Deck 12 - Advanced TypeScript for React (Senior TS Patterns) (objective)
Goal: write and review React+TS like a senior: sound types, safe boundaries, expressive component APIs, and correct narrowing.
You learn: what/why, common traps, and what to recommend during code review.
Output style: PASS/PARTIAL/FAIL + 2-3 issues + fix approach.
Mental model: TypeScript is structural, not nominal (what this means).
Types are compatible based on shape, not name. If two types have the same structure, they are assignable.
Why it matters: accidental compatibility can happen; use branded types when you need nominal-like safety.
Mental model: TS checks at compile time, not runtime.
Types disappear at runtime. If data comes from outside (API, localStorage), you must validate at runtime.
Best practice: parse/validate at boundaries (Zod/io-ts) before using data in React state.
Mental model: ‘unknown’ vs ‘any’ (how to choose).
unknown is safe: you must narrow before using. any disables type checking.
Senior rule: prefer unknown at boundaries; avoid any except in narrow interoperability seams.
Mental model: variance and why callbacks bite.
Function parameter types are (effectively) contravariant/bivariant in some React typings.
Why: you can accidentally accept too-broad/too-narrow handlers. Prefer explicit handler types and generic props when needed.
Mental model: widening vs literal types.
const x = ‘a’ preserves literal ‘a’; let x = ‘a’ widens to string.
Why: literal types enable discriminated unions and safer component APIs.
Mental model: inference is your friend, but be explicit at boundaries.
Let TS infer locals; be explicit at component boundaries (props, return values of hooks, public APIs).
Why: keeps code readable and prevents accidental breaking changes.
Mental model: type-level code has cost (cognitive + compile time).
Overly clever conditional types can slow TS and confuse reviewers.
Best practice: prefer simple types unless complexity buys real safety.
Mental model: narrowing is driven by control flow.
TS narrows based on checks like typeof, in, instanceof, and discriminants.
Senior: structure code to make narrowing obvious and local.
Mental model: ‘satisfies’ keeps literals while checking shape.
Use ‘satisfies’ to ensure an object meets a type without widening the object’s inferred literal types.
Great for configuration maps and component prop dictionaries.

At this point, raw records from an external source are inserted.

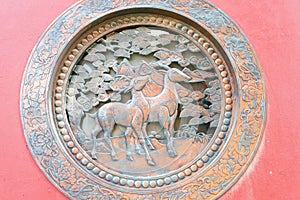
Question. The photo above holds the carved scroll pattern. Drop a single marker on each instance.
(44, 147)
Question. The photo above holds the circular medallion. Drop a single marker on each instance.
(135, 100)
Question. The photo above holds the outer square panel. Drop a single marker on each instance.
(231, 138)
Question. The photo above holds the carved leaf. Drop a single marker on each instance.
(185, 113)
(184, 63)
(107, 77)
(149, 50)
(126, 69)
(122, 53)
(197, 95)
(115, 96)
(119, 84)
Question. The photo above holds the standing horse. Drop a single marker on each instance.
(163, 107)
(131, 115)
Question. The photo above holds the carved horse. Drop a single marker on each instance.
(131, 115)
(163, 107)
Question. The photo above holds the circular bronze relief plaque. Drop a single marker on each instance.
(143, 100)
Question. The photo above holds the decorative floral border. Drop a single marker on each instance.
(77, 184)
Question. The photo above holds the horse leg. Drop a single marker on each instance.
(94, 134)
(108, 126)
(137, 123)
(165, 121)
(171, 132)
(150, 145)
(129, 140)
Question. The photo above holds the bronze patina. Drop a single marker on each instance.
(143, 100)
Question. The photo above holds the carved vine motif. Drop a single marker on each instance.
(157, 68)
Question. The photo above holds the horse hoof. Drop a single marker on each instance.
(152, 147)
(129, 157)
(172, 154)
(114, 158)
(139, 152)
(94, 157)
(151, 162)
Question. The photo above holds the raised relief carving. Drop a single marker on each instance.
(169, 79)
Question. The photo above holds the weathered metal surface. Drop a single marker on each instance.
(143, 100)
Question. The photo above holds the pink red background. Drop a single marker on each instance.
(272, 27)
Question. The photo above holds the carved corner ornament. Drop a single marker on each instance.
(142, 99)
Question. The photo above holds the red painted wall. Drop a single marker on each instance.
(273, 28)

Mental model: generics are about relationships.
Generic types express ‘this depends on that’. Example: a function that returns the same element type it receives.

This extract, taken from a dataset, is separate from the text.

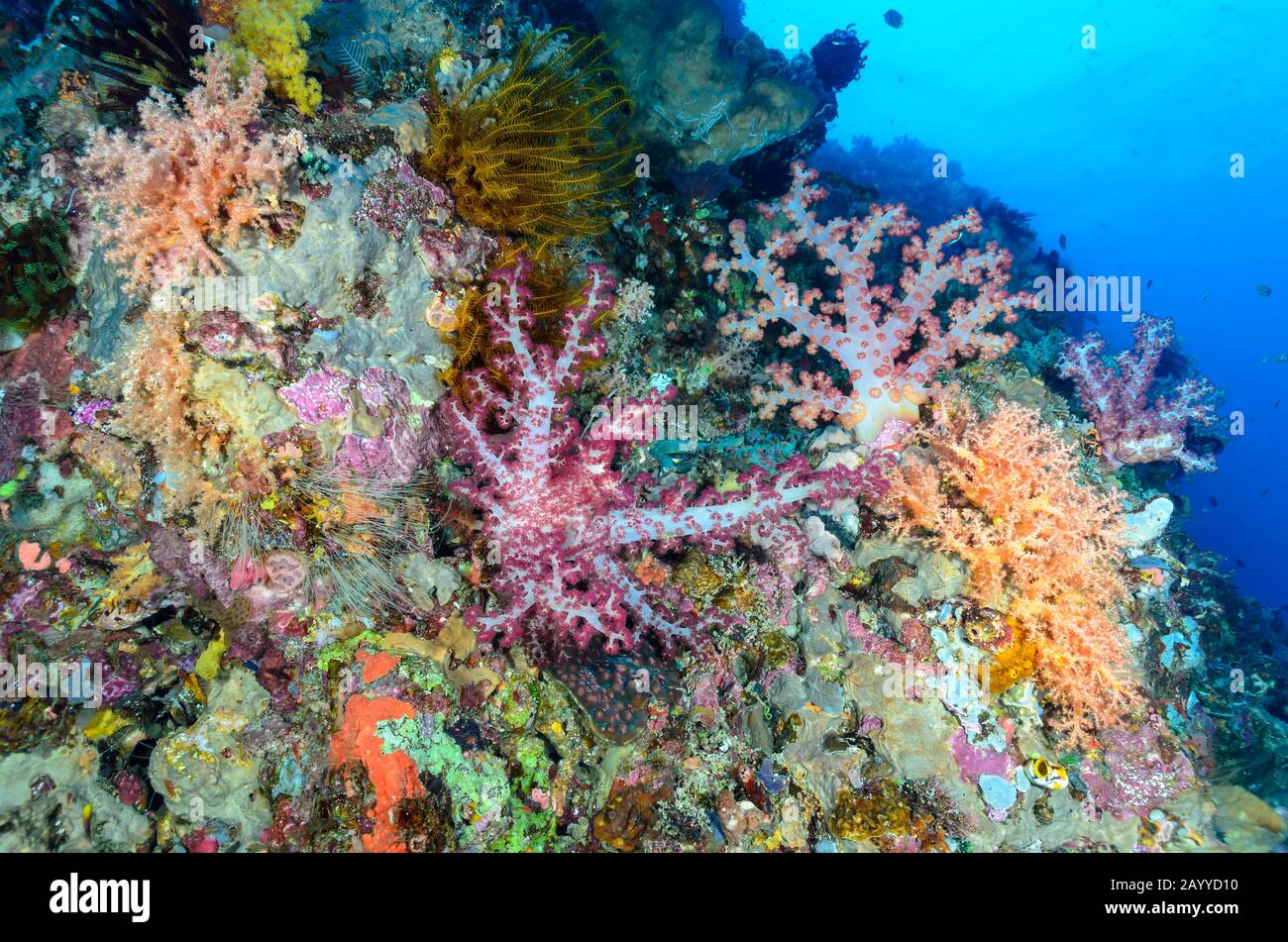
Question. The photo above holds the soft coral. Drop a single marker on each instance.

Senior: use generics to model relationships, not to ‘avoid writing types’.
Mental model: discriminated unions model state machines.
Use a shared literal field (status/type) to represent distinct states.
Why: prevents impossible states and improves React UI branching.
Mental model: never trust API response shapes.
Even if backend is ‘typed’, responses can change, be partial, or error.
Fix: validate + handle missing fields; model error paths explicitly.
Mental model: avoid ‘boolean soup’ in props.
Multiple booleans create invalid combinations and unclear meaning.
Prefer enums/unions (variant: ‘primary’|’secondary’) or discriminated props.
Mental model: prefer readonly for inputs.
Mark props and shared objects readonly to prevent mutation bugs.
Why: mutation breaks memoization and surprises consumers.
Mental model: null vs undefined (be consistent).
Pick a consistent meaning: undefined often means ‘not provided’; null often means ‘known empty’.
Senior: be consistent in React state and API models.
Mental model: Exhaustiveness is a correctness feature.
Use exhaustive checks in switch on unions to catch missing cases at compile time.
Why: prevents runtime bugs when new variants are added.
Mental model: prefer domain types over primitives (when it helps).
Instead of string for everything, use types like UserId, Email.
Why: reduces accidental mixing of IDs/values.
Mental model: React types can lie if you force them.
Casting (as) can silence errors but create runtime bugs.
Senior: only cast after validating, and keep casts narrow and well-justified.
Mental model: build type safety from the edges inward.
Start with typed API client + runtime validation, then typed hooks, then typed components.
Why: prevents ‘any leaks’ from contaminating your app.
Best practice: type props with an explicit Props type.
Define Props separately and give components a single named prop type.
Why: improves readability, reusability, and keeps component signatures stable.
Best practice: do NOT use React.FC by default (why).
React.FC adds implicit children and can complicate generics/defaultProps.
Prefer: function Component(props: Props) or const Component = (props: Props) => …
Best practice: type state as a union that matches reality.
Example: User | null, or {status:’loading’} | {status:’success’, data:User}.
Why: prevents impossible states and makes render branching safe.
Best practice: use discriminated union for async state.
Represent async state with status: ‘idle’|’loading’|’error’|’success’.
Why: TS can narrow state so UI code is correct by construction.